Le novità proseguono anche sul fronte opposto: l’articolo 102 decies, infatti, prevede un onere di segnalazione “alleggerito” a carico dell’autore, cui basterà evidenziare al prestatore del servizio i motivi della propria richiesta di rimozione/blocco. A quel punto, la piattaforma non potrà più ignorare tale segnalazione e dovrà provvedere a disabilitare i contenuti contestati, sottoporre la richiesta dell’autore o dell’utente ad una verifica umana e, in ogni caso, predisporre dei meccanismi interni di reclamo celeri ed efficaci.
La decisione adottata dalla piattaforma potrà comunque essere contestata con ricorso presentato dinanzi all’autorità garante delle comunicazioni (Agcom), con modalità definite in un regolamento.
È questo un primo profilo di ingresso della pubblica autorità nella regolazione e ‘riduzione ad equità’ dei rapporti. Un ruolo che emerge anche in riferimento alla nuova articolo 43 bis della legge 633/1941: questa disposizione va a riparare un ulteriore squilibrio che aveva caratterizzato gli anni precedenti, durante i quali testate giornalistiche ed editori di ogni tipo non avevano ricevuto compensi da parte dei servizi di rassegna di notizie digitali come Google News.

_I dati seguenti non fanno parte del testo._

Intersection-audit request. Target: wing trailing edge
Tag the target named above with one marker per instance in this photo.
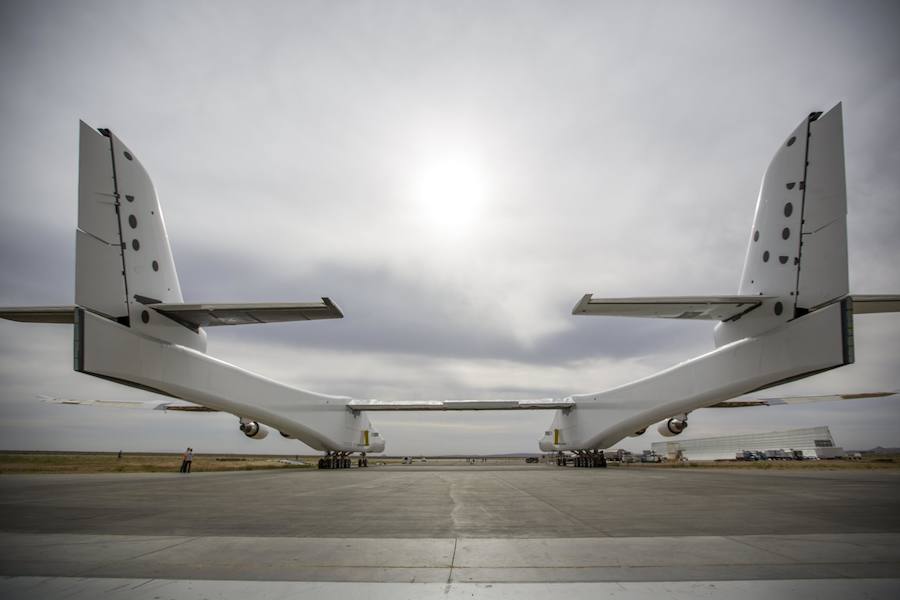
(210, 315)
(713, 308)
(424, 405)
(195, 315)
(800, 399)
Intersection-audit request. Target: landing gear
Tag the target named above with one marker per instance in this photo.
(593, 459)
(341, 460)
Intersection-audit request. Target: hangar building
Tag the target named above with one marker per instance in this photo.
(808, 440)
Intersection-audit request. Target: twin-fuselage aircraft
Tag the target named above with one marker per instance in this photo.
(791, 318)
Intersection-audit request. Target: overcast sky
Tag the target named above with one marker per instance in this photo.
(455, 176)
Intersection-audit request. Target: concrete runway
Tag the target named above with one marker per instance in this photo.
(470, 524)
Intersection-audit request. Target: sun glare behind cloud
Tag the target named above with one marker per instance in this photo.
(450, 193)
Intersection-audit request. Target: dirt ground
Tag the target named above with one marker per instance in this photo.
(34, 462)
(99, 462)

La nuova norma prevede invece che agli editori della pubblicazione venga corrisposto un equo compenso, parametrato secondo le linee guida fissate dall’Agcom in un regolamento che tiene conto di: numero di consultazioni online dell’articolo; rilevanza degli editori; numero dei giornalisti impiegati dall’editore; costi sostenuti per gli investimenti tecnologici e infrastrutturali; benefici economici derivanti ad entrambe le parti, ecc.
Il nuovo diritto d’autore connesso, di cui l’editore è titolare per gli utilizzi digitali delle proprie opere, ha tuttavia una durata limitata a due annisuccessivi alla pubblicazione dell’opera di carattere giornalistico, calcolando il biennio dal 1 gennaio dell’anno successivo alla pubblicazione.
Dopo circa due decenni, dunque, finalmente si è giunti ad una ‘resa dei conti’ tra grandi piattaforme digitali e creativi (e titolari di diritti connessi), riconoscendo a questi ultimi un diritto ad un compenso quantomeno equo, dopo che per anni i guadagni erano stati quasi unicamente conseguiti dalle prime.